One cluster - multiple providers
Running on bare metal has both benefits and drawbacks. You can get the best performance possible out of the hardware, but it can also be quite expensive and maybe not necessary for all workloads. Perhaps a hybrid cluster could give you the best of both? Raw power for the workload that needs it, and cheap virtualized commodity for the rest. This blog post will show how to set up a cluster like this using the Cluster API backed by the Metal3 and BYOH providers.
The problem
Imagine that you have some bare metal servers that you want to use for some specific workload. Maybe the workload benefits from the specific hardware or there are some requirements that make it necessary to run it there. The rest of the organization already uses Kubernetes and the cluster API everywhere so of course you want the same for this as well.
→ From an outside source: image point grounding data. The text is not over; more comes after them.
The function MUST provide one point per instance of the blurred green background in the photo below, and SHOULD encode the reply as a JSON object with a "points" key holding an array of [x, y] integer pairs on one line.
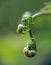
{"points": [[12, 44]]}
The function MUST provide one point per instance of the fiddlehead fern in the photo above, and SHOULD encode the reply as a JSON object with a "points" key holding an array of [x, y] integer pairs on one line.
{"points": [[30, 50]]}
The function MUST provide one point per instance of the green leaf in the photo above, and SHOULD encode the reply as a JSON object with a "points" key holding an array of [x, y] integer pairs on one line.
{"points": [[47, 6]]}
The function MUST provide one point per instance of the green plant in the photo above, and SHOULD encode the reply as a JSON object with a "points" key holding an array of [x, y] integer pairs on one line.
{"points": [[26, 25]]}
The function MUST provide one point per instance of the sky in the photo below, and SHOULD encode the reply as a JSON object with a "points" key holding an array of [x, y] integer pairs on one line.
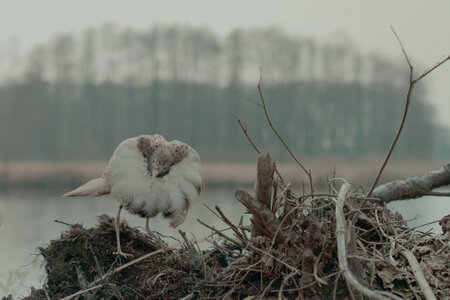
{"points": [[424, 26]]}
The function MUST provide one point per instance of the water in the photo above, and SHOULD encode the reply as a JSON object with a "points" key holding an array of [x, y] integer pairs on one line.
{"points": [[28, 223]]}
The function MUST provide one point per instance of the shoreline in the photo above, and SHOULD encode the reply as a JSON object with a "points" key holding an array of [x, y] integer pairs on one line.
{"points": [[360, 171]]}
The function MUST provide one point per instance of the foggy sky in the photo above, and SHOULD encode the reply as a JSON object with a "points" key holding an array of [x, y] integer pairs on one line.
{"points": [[424, 26]]}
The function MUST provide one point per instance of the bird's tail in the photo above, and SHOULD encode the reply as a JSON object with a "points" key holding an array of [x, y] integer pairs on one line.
{"points": [[95, 187]]}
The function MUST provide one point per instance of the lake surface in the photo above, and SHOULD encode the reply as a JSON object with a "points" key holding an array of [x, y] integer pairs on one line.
{"points": [[27, 222]]}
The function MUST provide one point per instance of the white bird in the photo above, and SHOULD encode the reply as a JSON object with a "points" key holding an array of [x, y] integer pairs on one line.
{"points": [[149, 175]]}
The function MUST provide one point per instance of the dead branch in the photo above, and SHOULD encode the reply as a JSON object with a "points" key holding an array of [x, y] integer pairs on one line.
{"points": [[264, 180], [341, 232], [412, 83], [263, 102], [418, 274], [261, 214], [413, 187]]}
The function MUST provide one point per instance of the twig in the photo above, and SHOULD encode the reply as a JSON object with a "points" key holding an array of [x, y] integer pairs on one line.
{"points": [[237, 243], [418, 274], [244, 129], [82, 292], [281, 138], [412, 83], [341, 232]]}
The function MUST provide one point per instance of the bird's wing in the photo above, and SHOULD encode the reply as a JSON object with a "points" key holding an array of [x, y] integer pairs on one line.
{"points": [[95, 187]]}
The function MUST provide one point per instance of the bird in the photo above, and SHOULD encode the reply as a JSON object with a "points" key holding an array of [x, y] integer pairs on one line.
{"points": [[149, 175]]}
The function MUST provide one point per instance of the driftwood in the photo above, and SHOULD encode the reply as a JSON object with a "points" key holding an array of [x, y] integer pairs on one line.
{"points": [[341, 234], [264, 180], [413, 187], [264, 220]]}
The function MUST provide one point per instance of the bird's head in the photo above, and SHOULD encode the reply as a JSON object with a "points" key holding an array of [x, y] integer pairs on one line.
{"points": [[160, 163]]}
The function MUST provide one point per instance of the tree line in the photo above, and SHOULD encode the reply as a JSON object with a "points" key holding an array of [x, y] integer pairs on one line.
{"points": [[78, 95]]}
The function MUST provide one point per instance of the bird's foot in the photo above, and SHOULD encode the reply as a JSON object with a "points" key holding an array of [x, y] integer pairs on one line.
{"points": [[159, 243], [123, 254]]}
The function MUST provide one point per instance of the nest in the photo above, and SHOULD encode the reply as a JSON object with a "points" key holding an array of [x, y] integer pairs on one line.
{"points": [[292, 251]]}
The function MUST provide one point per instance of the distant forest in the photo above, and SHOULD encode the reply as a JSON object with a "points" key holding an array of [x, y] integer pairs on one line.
{"points": [[78, 95]]}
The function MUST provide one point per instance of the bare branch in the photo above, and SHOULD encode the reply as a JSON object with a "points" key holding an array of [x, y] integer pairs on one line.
{"points": [[281, 138], [412, 83], [244, 129], [414, 187], [418, 274]]}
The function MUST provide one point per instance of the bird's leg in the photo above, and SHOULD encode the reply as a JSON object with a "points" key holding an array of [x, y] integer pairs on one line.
{"points": [[117, 223], [154, 236]]}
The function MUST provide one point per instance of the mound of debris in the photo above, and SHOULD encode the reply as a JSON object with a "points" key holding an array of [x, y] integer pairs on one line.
{"points": [[83, 258], [333, 245]]}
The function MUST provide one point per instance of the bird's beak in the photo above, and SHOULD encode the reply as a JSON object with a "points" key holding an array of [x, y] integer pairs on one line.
{"points": [[153, 179]]}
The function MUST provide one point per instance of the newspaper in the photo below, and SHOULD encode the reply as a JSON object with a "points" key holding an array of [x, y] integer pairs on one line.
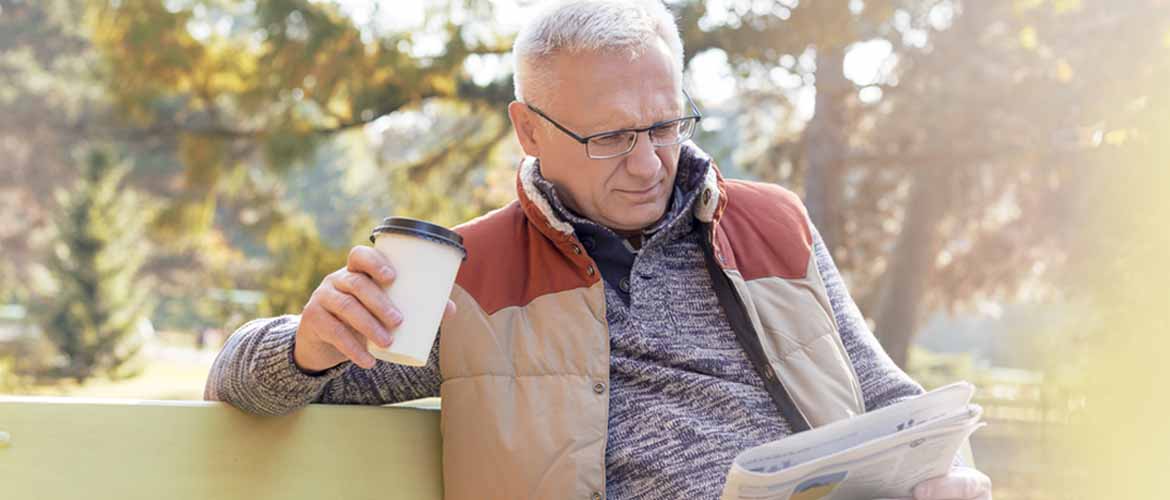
{"points": [[882, 453]]}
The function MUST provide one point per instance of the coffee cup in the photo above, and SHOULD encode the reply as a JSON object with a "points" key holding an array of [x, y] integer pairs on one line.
{"points": [[426, 259]]}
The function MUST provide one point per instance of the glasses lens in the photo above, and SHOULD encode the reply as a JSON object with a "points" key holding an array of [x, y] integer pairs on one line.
{"points": [[673, 132], [611, 145]]}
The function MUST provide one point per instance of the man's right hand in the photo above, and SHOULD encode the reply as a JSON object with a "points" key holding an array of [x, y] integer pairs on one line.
{"points": [[349, 308]]}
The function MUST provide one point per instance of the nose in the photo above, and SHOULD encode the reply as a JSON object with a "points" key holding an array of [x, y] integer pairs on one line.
{"points": [[644, 161]]}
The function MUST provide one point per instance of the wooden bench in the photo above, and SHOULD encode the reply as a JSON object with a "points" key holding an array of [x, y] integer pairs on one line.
{"points": [[115, 449]]}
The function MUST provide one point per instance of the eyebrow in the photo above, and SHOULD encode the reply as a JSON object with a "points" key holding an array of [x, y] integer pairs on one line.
{"points": [[626, 123]]}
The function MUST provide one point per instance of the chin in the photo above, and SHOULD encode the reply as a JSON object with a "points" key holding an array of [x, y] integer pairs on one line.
{"points": [[638, 218]]}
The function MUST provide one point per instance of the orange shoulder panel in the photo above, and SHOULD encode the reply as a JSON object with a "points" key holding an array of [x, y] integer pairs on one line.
{"points": [[764, 230], [510, 262]]}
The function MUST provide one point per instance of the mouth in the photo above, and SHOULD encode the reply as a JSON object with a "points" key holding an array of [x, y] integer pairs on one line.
{"points": [[648, 192]]}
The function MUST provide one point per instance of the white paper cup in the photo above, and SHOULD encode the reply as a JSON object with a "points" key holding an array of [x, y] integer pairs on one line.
{"points": [[426, 259]]}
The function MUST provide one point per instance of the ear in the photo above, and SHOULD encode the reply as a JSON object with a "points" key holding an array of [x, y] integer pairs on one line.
{"points": [[524, 123]]}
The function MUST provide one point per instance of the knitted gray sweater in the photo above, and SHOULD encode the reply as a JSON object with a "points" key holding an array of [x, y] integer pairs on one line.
{"points": [[683, 397]]}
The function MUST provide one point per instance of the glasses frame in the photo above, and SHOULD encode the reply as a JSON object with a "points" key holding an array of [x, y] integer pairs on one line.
{"points": [[584, 139]]}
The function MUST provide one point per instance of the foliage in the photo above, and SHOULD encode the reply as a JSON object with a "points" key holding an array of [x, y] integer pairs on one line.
{"points": [[95, 314]]}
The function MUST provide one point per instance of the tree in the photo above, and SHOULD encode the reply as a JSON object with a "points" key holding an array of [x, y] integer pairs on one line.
{"points": [[95, 312], [945, 184]]}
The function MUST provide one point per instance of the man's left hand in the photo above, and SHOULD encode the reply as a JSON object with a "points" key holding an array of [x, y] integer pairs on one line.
{"points": [[958, 484]]}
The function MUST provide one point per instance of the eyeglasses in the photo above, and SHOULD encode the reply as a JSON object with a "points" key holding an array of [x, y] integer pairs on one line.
{"points": [[614, 143]]}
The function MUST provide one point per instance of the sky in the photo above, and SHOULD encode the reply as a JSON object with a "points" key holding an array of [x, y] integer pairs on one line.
{"points": [[709, 77]]}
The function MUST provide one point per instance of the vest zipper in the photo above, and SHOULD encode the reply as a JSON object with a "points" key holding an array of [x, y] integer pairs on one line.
{"points": [[749, 338]]}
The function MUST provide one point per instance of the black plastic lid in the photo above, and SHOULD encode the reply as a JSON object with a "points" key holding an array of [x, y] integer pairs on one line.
{"points": [[420, 228]]}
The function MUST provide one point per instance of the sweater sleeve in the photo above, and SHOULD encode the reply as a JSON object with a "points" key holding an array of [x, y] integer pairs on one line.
{"points": [[882, 382], [256, 374]]}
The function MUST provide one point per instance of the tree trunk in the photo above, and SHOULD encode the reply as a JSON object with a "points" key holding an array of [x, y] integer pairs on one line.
{"points": [[910, 265], [825, 149]]}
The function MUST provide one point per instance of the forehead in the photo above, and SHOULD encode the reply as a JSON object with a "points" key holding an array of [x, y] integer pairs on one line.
{"points": [[607, 90]]}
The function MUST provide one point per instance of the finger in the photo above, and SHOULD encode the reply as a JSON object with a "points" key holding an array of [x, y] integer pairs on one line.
{"points": [[373, 298], [369, 260], [961, 484], [342, 337], [350, 310]]}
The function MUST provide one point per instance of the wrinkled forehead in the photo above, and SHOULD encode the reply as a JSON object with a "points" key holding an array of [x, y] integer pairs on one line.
{"points": [[606, 91]]}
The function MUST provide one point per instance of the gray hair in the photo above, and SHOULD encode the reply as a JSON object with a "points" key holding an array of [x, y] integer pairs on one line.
{"points": [[576, 26]]}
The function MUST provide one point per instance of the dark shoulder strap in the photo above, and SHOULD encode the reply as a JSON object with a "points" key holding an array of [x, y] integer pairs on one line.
{"points": [[737, 315]]}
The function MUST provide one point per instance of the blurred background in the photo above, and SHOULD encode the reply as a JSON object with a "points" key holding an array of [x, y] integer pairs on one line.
{"points": [[991, 176]]}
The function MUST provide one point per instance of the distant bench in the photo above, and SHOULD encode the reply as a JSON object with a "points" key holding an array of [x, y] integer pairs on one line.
{"points": [[114, 449]]}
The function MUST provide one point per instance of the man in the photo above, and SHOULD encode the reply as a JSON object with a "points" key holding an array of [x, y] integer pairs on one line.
{"points": [[623, 329]]}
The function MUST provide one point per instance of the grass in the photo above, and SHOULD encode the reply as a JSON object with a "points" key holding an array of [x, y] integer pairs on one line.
{"points": [[170, 370]]}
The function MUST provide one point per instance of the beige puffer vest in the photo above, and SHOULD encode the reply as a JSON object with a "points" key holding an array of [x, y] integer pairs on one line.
{"points": [[525, 360]]}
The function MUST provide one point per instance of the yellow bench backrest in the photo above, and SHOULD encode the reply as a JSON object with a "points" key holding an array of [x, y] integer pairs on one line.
{"points": [[90, 449]]}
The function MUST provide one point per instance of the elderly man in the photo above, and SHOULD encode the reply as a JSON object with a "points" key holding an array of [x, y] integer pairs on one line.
{"points": [[623, 329]]}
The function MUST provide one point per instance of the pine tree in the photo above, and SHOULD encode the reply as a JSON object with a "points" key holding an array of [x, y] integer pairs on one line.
{"points": [[100, 300]]}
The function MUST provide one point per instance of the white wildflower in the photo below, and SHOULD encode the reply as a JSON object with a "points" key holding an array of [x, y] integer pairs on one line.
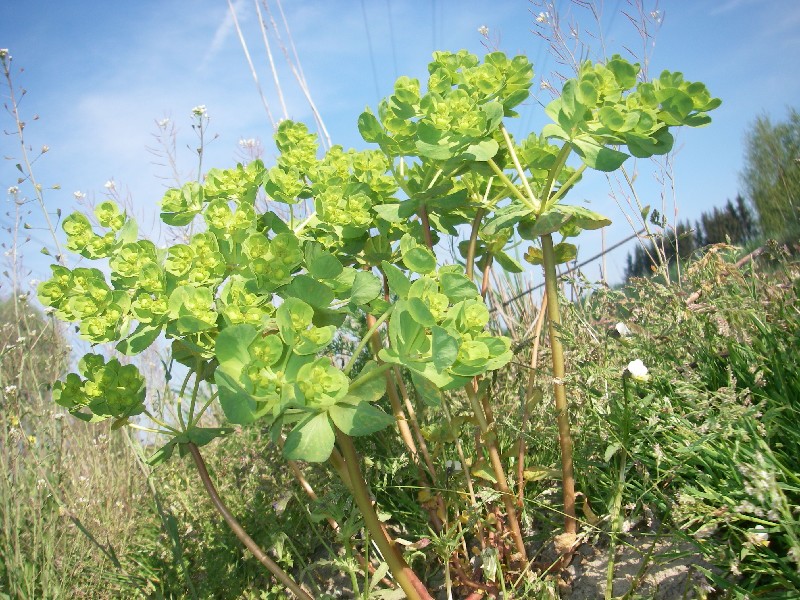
{"points": [[637, 370], [622, 330], [758, 537]]}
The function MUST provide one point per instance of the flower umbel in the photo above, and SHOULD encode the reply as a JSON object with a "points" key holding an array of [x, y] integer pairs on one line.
{"points": [[636, 370]]}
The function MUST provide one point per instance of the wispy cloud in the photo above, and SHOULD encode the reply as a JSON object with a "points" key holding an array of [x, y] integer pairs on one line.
{"points": [[224, 30]]}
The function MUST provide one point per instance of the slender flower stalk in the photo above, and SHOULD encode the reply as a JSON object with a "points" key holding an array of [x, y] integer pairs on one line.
{"points": [[237, 529], [405, 577]]}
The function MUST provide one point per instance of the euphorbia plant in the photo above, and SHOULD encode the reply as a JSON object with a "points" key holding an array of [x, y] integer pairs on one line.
{"points": [[252, 301]]}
Perfect, grab Metal³ and start working!
But hold on, this would mean that you use some of the servers for running the Kubernetes control plane and possibly all the cluster API controllers. If there are enough servers this is probably not an issue, but do you really want to “waste” these servers on such generic workloads that could be running anywhere? This can become especially painful if you need multiple control plane nodes. Each server is probably powerful enough to run all the control planes and controllers, but it would be a single point of failure…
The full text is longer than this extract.